步骤三:文本命名实体识别Step 3: Text Named Entity Recognition

命名实体识别包括但不限于以下三种方式,同时多种方式可混合使用,得到命名实体识别结果为{E:T},其中E代表实体名称,T代表实体类型。Named entity recognition includes but is not limited to the following three methods, and multiple methods can be mixed to obtain a named entity recognition result as {E:T}, where E represents the entity name and T represents the entity type.

1)基于规则匹配,1) Based on rule matching,

根据对话系统的需求设计相应的正则表达式,基于正则表达式对例如电话号码、邮箱地址、身份证号码等类型的命名实体进行抽取,匹配出符合要求的字段。Design corresponding regular expressions according to the requirements of the dialogue system, extract named entities such as phone numbers, email addresses, ID numbers and other types based on the regular expressions, and match the fields that meet the requirements.

2)基于实体词典2) Based on entity dictionary

根据对话系统构建相应的命名实体词典,基于命名实体词典对步骤一中所得的分词结果进行匹配,匹配方式包括但不限于字符串多模匹配、切词匹配等等。A corresponding named entity dictionary is constructed according to the dialogue system, and the word segmentation result obtained in step 1 is matched based on the named entity dictionary. The matching methods include but are not limited to string multimodal matching, word segmentation matching, and so on.

3)基于模型3) Model based

通过收集对话系统的历史语料或语料生成的方式得到原始语料Sentence,对Sentence中的各个位置进行人工或自动标注,完成序列标注任务。通常序列标注可采用BIO标注模式或BIOES标注模式。以BIOES标注模式为例,B为Begin,代表实体的开始,I为Intermediate,代表实体的中间,O为Other,代表非实体的无关字符,E为End,代表实体的结尾,S为Single,代表该实体由单字符组成。标注完成后得到标注语句Sentence*,由B-T,I-T,O,E-T,S-T组成,进而通过训练命名实体识别模型实现基于模型的命名实体识别。具体如图3所示为某订餐系统的语料数据序列标注结果。命名实体识别一般可采用HMM、CRF等模型,优选的,本发明专利中采用双向长短期记忆(BiLSTM)+条件随机场(CRF)模型实现命名实体识别可取得较优效果。The original corpus Sentence is obtained by collecting the historical corpus or corpus generation of the dialogue system, and manually or automatically labeling each position in the Sentence to complete the sequence labeling task. Usually sequence annotation can be in BIO annotation mode or BIOES annotation mode. Taking the BIOES annotation mode as an example, B is Begin, representing the beginning of an entity, I is Intermediate, representing the middle of an entity, O is Other, representing a non-entity irrelevant character, E is End, representing the end of an entity, S is Single, representing The entity consists of single characters. After the annotation is completed, the annotation sentence Sentence * is obtained, which is composed of BT, IT, O, ET, and ST, and then the model-based named entity recognition is realized by training the named entity recognition model. Specifically, Figure 3 shows the labeling result of a corpus data sequence of a meal ordering system. Named entity recognition can generally use HMM, CRF and other models. Preferably, the bidirectional long short-term memory (BiLSTM) + conditional random field (CRF) model is used in the patent of the present invention to achieve named entity recognition, which can achieve better results.

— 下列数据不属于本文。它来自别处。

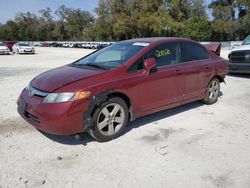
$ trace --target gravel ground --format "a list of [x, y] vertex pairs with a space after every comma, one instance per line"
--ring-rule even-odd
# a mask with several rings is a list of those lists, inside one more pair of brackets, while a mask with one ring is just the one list
[[250, 187], [250, 76], [228, 76], [214, 105], [140, 118], [98, 143], [42, 134], [18, 116], [17, 97], [34, 76], [90, 52], [36, 50], [0, 56], [0, 188]]

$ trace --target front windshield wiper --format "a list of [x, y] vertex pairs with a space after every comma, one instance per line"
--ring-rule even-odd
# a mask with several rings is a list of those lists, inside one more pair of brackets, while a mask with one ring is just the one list
[[103, 66], [101, 66], [101, 65], [97, 65], [97, 64], [94, 64], [94, 63], [86, 63], [86, 64], [84, 64], [84, 65], [87, 65], [87, 66], [89, 66], [89, 67], [95, 67], [95, 68], [99, 68], [99, 69], [108, 70], [107, 67], [103, 67]]
[[88, 66], [88, 67], [94, 67], [94, 68], [98, 68], [98, 69], [108, 70], [108, 68], [106, 68], [106, 67], [103, 67], [101, 65], [96, 65], [96, 64], [93, 64], [93, 63], [86, 63], [86, 64], [74, 63], [73, 66], [77, 66], [77, 67]]

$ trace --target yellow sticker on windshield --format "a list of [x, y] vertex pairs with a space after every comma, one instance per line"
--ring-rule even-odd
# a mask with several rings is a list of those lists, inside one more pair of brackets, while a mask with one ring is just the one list
[[164, 56], [168, 56], [170, 54], [171, 54], [171, 51], [169, 49], [156, 50], [155, 51], [155, 56], [156, 57], [164, 57]]

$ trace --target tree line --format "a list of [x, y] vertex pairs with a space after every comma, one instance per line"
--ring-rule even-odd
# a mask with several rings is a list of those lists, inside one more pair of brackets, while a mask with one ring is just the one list
[[[99, 0], [95, 14], [60, 6], [18, 13], [0, 24], [0, 39], [119, 41], [137, 37], [242, 40], [250, 34], [250, 0]], [[207, 14], [207, 8], [211, 16]]]

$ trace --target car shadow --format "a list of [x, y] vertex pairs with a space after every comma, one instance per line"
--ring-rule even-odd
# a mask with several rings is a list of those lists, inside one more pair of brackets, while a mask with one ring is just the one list
[[60, 135], [53, 135], [49, 133], [45, 133], [43, 131], [38, 130], [42, 135], [64, 145], [84, 145], [86, 146], [88, 143], [94, 140], [88, 133], [81, 133], [76, 135], [69, 135], [69, 136], [60, 136]]
[[194, 109], [194, 108], [198, 108], [198, 107], [203, 106], [203, 105], [204, 104], [202, 102], [195, 101], [192, 103], [184, 104], [182, 106], [178, 106], [178, 107], [171, 108], [168, 110], [163, 110], [163, 111], [156, 112], [154, 114], [151, 114], [151, 115], [148, 115], [145, 117], [138, 118], [135, 121], [132, 121], [129, 123], [129, 125], [125, 131], [125, 134], [127, 132], [131, 131], [132, 129], [137, 129], [143, 125], [150, 124], [153, 122], [155, 122], [155, 124], [158, 124], [157, 121], [159, 121], [161, 119], [168, 118], [168, 117], [174, 116], [176, 114], [179, 114], [179, 113], [182, 113], [182, 112]]
[[227, 76], [250, 79], [250, 74], [243, 74], [243, 73], [241, 73], [241, 74], [240, 73], [229, 73]]
[[[223, 93], [220, 92], [220, 96], [222, 96]], [[126, 127], [126, 130], [124, 131], [124, 134], [127, 134], [132, 129], [137, 129], [141, 126], [144, 126], [146, 124], [150, 124], [152, 122], [157, 122], [158, 120], [168, 118], [171, 116], [174, 116], [176, 114], [203, 106], [204, 104], [200, 101], [188, 103], [179, 107], [171, 108], [168, 110], [160, 111], [145, 117], [141, 117], [136, 119], [135, 121], [132, 121], [128, 124]], [[97, 142], [95, 139], [93, 139], [88, 133], [81, 133], [77, 135], [70, 135], [70, 136], [58, 136], [58, 135], [52, 135], [48, 134], [42, 131], [41, 132], [45, 137], [49, 138], [50, 140], [53, 140], [55, 142], [58, 142], [60, 144], [65, 145], [84, 145], [86, 146], [90, 142]]]

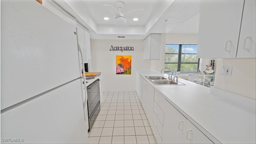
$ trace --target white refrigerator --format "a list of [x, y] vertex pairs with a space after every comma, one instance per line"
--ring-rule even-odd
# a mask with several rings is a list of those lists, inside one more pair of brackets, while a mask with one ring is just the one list
[[1, 143], [88, 142], [76, 33], [36, 0], [1, 0]]

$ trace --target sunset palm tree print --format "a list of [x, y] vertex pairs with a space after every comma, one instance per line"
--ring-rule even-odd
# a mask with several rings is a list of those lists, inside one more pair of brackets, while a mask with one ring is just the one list
[[131, 74], [132, 56], [116, 56], [116, 74]]

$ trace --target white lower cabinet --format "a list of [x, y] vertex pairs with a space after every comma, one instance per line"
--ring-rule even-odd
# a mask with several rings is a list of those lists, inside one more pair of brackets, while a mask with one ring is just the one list
[[213, 143], [137, 74], [137, 93], [158, 144]]
[[151, 118], [153, 112], [154, 89], [145, 80], [142, 80], [142, 105], [148, 118]]
[[139, 98], [140, 98], [140, 100], [142, 102], [142, 78], [138, 74], [136, 73], [136, 91], [137, 91], [137, 94], [138, 94]]
[[213, 144], [190, 121], [166, 100], [162, 144]]

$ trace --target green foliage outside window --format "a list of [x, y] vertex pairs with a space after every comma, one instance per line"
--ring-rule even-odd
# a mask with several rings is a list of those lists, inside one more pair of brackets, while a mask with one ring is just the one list
[[197, 49], [197, 45], [194, 44], [166, 44], [164, 67], [175, 72], [200, 72]]

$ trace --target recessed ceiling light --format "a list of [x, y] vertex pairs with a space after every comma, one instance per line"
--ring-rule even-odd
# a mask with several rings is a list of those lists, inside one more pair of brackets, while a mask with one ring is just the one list
[[138, 20], [139, 20], [139, 19], [138, 18], [134, 18], [134, 19], [132, 19], [132, 20], [134, 20], [134, 21], [137, 21]]

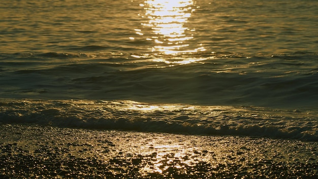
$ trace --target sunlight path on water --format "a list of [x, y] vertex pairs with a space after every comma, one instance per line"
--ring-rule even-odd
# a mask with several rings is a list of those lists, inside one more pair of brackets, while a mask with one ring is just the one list
[[[195, 11], [192, 1], [147, 1], [140, 6], [145, 10], [142, 17], [147, 18], [148, 21], [141, 23], [144, 32], [139, 29], [135, 31], [136, 34], [145, 36], [147, 40], [158, 44], [152, 47], [152, 52], [171, 54], [205, 50], [201, 46], [202, 44], [195, 48], [186, 43], [194, 39], [195, 31], [185, 25]], [[130, 39], [134, 39], [133, 37]]]

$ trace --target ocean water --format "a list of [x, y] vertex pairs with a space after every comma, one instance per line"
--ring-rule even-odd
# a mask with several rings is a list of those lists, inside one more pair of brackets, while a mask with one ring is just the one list
[[318, 141], [316, 1], [3, 0], [0, 123]]

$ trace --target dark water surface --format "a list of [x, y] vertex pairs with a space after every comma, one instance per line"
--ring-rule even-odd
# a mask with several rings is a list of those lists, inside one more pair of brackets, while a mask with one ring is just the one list
[[316, 1], [9, 1], [0, 122], [318, 140]]

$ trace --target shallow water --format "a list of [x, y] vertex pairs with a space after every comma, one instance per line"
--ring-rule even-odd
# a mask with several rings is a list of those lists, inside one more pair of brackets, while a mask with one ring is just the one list
[[0, 122], [317, 140], [316, 1], [176, 2], [2, 2]]

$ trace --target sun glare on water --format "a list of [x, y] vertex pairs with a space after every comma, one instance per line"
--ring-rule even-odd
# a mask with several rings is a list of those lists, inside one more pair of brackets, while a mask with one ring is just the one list
[[[142, 25], [151, 29], [152, 33], [146, 39], [157, 44], [152, 47], [152, 52], [170, 54], [205, 50], [203, 47], [192, 48], [187, 43], [194, 38], [193, 33], [195, 31], [186, 25], [195, 11], [192, 1], [146, 1], [140, 6], [145, 10], [142, 17], [147, 19]], [[145, 35], [140, 29], [135, 29], [135, 32]]]

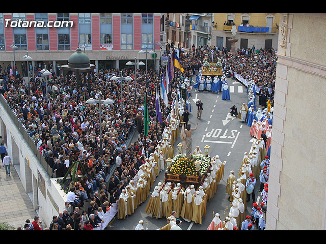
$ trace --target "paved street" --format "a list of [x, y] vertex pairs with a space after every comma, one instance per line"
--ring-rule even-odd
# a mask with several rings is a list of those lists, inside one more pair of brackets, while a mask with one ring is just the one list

步骤四:文本命名实体替换Step 4: Text Named Entity Replacement

用特定字符将对话系统中所涉及到的命名实体类型做一一映射,记为{T:C},其中T代表实体类型,C代表特定字符。所选特定字符需确保不存在于对话系统的语料中,包括但不限于英文字符、罗马数字、希腊字母等等。The named entity types involved in the dialogue system are mapped one-to-one with specific characters, denoted as {T:C}, where T represents the entity type and C represents a specific character. The selected specific characters need to ensure that they do not exist in the corpus of the dialogue system, including but not limited to English characters, Roman numerals, Greek letters, etc.

将步骤三中所得的命名实体识别结果{E:T}中的实体名称T用特定字符C做替换,得到命名实体替换后的结果集合{E:C},代入步骤二中所得的分词结果Token*,将包含在实体名称E中的单词W用特定字符C替换后,重新组合得到新的语料Sentence′。Replace the entity name T in the named entity recognition result {E:T} obtained in step 3 with a specific character C to obtain the result set {E:C} after the named entity replacement, and substitute it into the word segmentation result Token obtained in step 2 * , after replacing the word W contained in the entity name E with a specific character C, recombine to obtain a new corpus Sentence'.

例如语料中包含3条语句分别为S1,S2,S3,经文本信息分词后得到S1=abc1d,S2=abc2d,S3=abc3d,其中a、b、c1、c2、c3、d代表语料分词结果Token中的不同词汇,且c1、c2、c3代表同种命名实体类型下的不同实体名称。用特定字符c0替换c1、c2、c3后,得到3条完成命名实体替换后的语料分别为S1′,S2′,S3′,其中S1′=abcod,S2′=abcod,S3′=abcod,从而缩小意图识别模型中语料的多样性,降低文本信息的不平衡度。具体如图2所示为某天气查询系统的语料数据命名实体替换示例。For example, the corpus contains 3 sentences which are S1, S2, S3 respectively. After word segmentation of text information, S1=abc 1 d, S2=abc 2 d, S3=abc 3 d, where a, b, c 1 , c 2 , c 3 , d represent different words in the corpus tokenization result Token, and c 1 , c 2 , and c 3 represent different entity names under the same named entity type. After replacing c 1 , c 2 , and c 3 with a specific character c 0 , three corpora after the named entity replacement are obtained are S1', S2', S3', where S1'=abc o d, S2'=abc o d, S3′=abc o d, thereby reducing the diversity of corpus in the intention recognition model and reducing the imbalance of text information. Specifically, Figure 2 shows an example of corpus data named entity replacement for a weather query system.

步骤五:文本特征提取Step 5: Text Feature Extraction

基于BERT,GPT,XLNet,XLM等预训练模型,利用步骤四中得到的语料Sentence′,对上述预训练模型进行微调,得到微调后的特征提取模型。利用微调后的特征提取模型得到对话系统语料的词向量Vec。Based on pre-training models such as BERT, GPT, XLNet, and XLM, and using the corpus Sentence' obtained in step 4, fine-tune the above-mentioned pre-training model to obtain a fine-tuned feature extraction model. The word vector Vec of the dialogue system corpus is obtained by using the fine-tuned feature extraction model.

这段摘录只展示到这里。